Sunday, October 12, 2008
If you could write a book, any book, that would explain how you crochet, what book would it be? For me, it would be one already written, Blueprint Crochet by Robyn Chachula, designer extraordinaire.
Robyn has written a great instructional treatise on how to use stitch symbols when you crochet. This is something I try to teach my students, because more and more I hear "I just can't read patterns." Or "Why can't they just say what they mean?" So - I usually sketch the pattern out for my students - with stitch symbols and diagrams. And then, they get it! They can see what they're doing because the symbols look like the stitches they represent, and the diagrams look like the fabric they're making.
I also use symbols when I'm planning a design, before I actually crochet anything. I figure out multiples, row counts, increases and decreases, and anything and everything else I might need to do with or to my pattern. I also use stitch diagrams when I'm tech editing other designers' patterns. It's a quick and accurate way to check numbers, etc.

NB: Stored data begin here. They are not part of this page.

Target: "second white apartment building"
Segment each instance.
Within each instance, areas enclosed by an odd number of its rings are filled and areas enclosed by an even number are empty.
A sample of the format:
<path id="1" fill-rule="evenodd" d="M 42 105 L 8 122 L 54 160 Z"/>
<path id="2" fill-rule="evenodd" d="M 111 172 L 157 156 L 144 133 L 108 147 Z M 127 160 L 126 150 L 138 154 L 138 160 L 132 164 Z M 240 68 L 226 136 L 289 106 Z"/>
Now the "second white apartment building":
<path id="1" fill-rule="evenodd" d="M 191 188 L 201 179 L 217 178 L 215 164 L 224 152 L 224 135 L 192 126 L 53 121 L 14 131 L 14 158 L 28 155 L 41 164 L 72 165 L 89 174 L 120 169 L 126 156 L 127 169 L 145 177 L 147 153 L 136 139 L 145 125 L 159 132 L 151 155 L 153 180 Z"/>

In her book, Robyn explains how to read the diagrams, whether the pattern is in rows or rounds. Once you know how to read them, then you can see from the diagrams how to put motifs together.
The patterns in Blueprint Crochet include sweaters and totes and jewelry, and Robyn tells you the plan for each pattern, what you need to know to make the basic stitch pattern, how to construct the piece, and all about finishing it to make it look it's best! Even if you don't want to make the patterns, the information about working with and using stitch diagrams is priceless, and shouldn't be missed!